The way the process is intended to work, Sarah is supposed to spend her remaining time alive “imprinting” on her clone — a period during which this made-to-order duplicate can learn how to become (or at least mimic) the person she’s replacing. But Sarah’s Double isn’t a double so much as a new-and-improved version of her original: She’s Sarah minus the love handles and hate-the-world attitude. She asks questions about Sarah’s favorite clothes, cuisine, sexual position and so on, but doesn’t hesitate to override those choices. She is, somewhat inconveniently, her own woman.

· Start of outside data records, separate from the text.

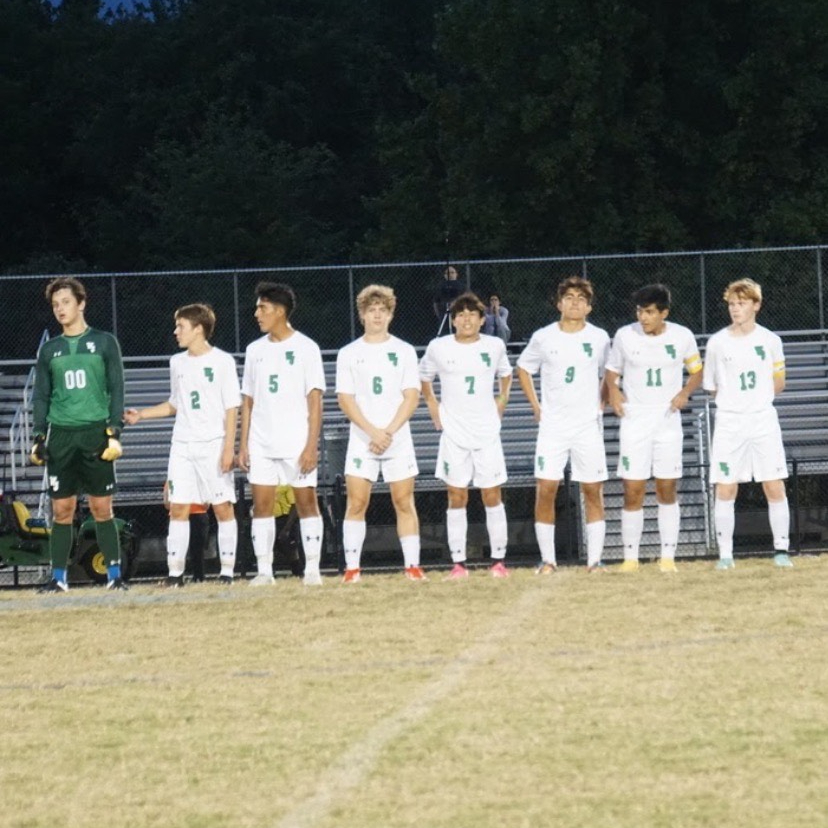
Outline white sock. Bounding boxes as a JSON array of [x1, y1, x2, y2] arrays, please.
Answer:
[[251, 516, 275, 575], [446, 508, 467, 563], [586, 520, 606, 567], [534, 522, 556, 565], [342, 519, 366, 570], [658, 502, 680, 560], [714, 498, 735, 559], [768, 498, 790, 551], [485, 503, 508, 561], [217, 519, 237, 577], [167, 519, 189, 578], [400, 535, 421, 568], [300, 516, 324, 576], [621, 509, 644, 562]]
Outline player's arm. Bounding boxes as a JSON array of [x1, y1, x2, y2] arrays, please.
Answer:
[[104, 335, 126, 431], [384, 387, 420, 435], [495, 372, 512, 418], [516, 367, 540, 422], [298, 388, 323, 474], [773, 365, 786, 396], [421, 380, 441, 431], [124, 401, 176, 424], [221, 406, 238, 473], [30, 347, 52, 464], [604, 369, 625, 417], [337, 393, 392, 454], [671, 353, 704, 411], [238, 394, 253, 471]]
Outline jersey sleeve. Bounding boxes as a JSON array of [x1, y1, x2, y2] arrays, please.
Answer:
[[682, 328, 703, 375], [419, 340, 439, 382], [770, 332, 785, 376], [605, 330, 625, 375], [598, 330, 611, 378], [495, 340, 513, 378], [104, 334, 125, 429], [32, 343, 52, 435], [400, 344, 420, 391], [221, 354, 242, 409], [335, 347, 354, 395], [241, 345, 255, 397], [305, 340, 327, 394], [702, 337, 718, 391], [516, 332, 543, 375]]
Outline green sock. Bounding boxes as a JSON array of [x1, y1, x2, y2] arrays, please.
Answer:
[[95, 519, 121, 566], [49, 522, 74, 569]]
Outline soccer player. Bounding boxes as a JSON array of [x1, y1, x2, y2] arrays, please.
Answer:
[[703, 278, 792, 569], [238, 282, 326, 586], [336, 284, 422, 582], [604, 284, 703, 572], [516, 276, 611, 573], [420, 292, 513, 579], [30, 277, 126, 592], [125, 304, 240, 586]]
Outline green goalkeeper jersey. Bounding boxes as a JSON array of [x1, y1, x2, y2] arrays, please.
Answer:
[[33, 327, 125, 433]]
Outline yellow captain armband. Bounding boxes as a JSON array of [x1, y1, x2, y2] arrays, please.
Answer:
[[685, 353, 703, 374]]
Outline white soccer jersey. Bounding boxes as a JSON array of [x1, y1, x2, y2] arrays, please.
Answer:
[[517, 322, 610, 423], [169, 347, 241, 443], [419, 334, 512, 450], [703, 324, 784, 413], [242, 331, 326, 457], [606, 321, 702, 407], [336, 335, 419, 457]]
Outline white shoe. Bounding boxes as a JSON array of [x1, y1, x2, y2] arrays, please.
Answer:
[[303, 571, 323, 586], [249, 573, 275, 586]]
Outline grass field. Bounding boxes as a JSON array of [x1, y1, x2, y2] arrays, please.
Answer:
[[1, 557, 827, 828]]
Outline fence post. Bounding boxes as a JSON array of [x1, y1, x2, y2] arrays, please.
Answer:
[[110, 274, 118, 339], [233, 271, 241, 354], [817, 248, 825, 331], [699, 253, 707, 335], [348, 267, 356, 341]]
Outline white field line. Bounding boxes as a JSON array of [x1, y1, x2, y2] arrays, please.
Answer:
[[276, 584, 551, 828]]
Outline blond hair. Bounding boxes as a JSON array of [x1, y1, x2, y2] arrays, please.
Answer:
[[723, 278, 762, 303], [356, 284, 396, 317]]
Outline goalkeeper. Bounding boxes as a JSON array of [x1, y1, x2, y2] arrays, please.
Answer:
[[30, 277, 127, 592]]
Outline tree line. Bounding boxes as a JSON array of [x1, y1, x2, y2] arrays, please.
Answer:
[[3, 0, 828, 275]]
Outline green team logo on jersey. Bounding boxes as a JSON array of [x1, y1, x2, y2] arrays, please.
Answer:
[[537, 456, 546, 471], [85, 341, 96, 353], [204, 367, 214, 382], [754, 346, 766, 360], [622, 456, 630, 471], [387, 352, 398, 366], [353, 458, 362, 469], [480, 353, 491, 367], [665, 345, 676, 358], [719, 462, 730, 476], [582, 343, 593, 357], [286, 351, 295, 365]]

And then (the next point is a spoiler, without which the duel wouldn’t be necessary), Sarah gets the news that her disease has gone into remission. She won’t be dying. Which means this double, who has so brazenly stolen her boyfriend and invaded her life, won’t be necessary. “I’m going to fucking abort you!” she screams — no way to talk to anyone, much less oneself. Thus threatened, her double challenges Sarah to a duel, for which they both have one year to prepare. Sarah hires a personal combat trainer named Trent (Aaron Paul), who teaches her, well, the art of self defense. Sort of. To test her newly honed killer instincts, Trent orders her to shoot his dog, but she can’t bring herself to do it.

As opposite-of-funny as much of this sounds, “Dual” is in fact a fairly astute comedy. The laughs come not from jokes so much as sharp jabs of truth — wince-inducing insights into the subjects most movies won’t touch, like our fear of death, intimacy and being forgotten. For a stretch, Sarah and her clone seem to realize they actually have quite a bit in common, which makes sense. But one of them still has to die. And Stearns keeps the surprises coming, as “Dual” skillfully operates on (at least) two levels: There’s the superficial thriller plot, which points toward a knock-down, drag-out finale, and there’s the more identity-centric subtext, which delivers a different kind of punch entirely.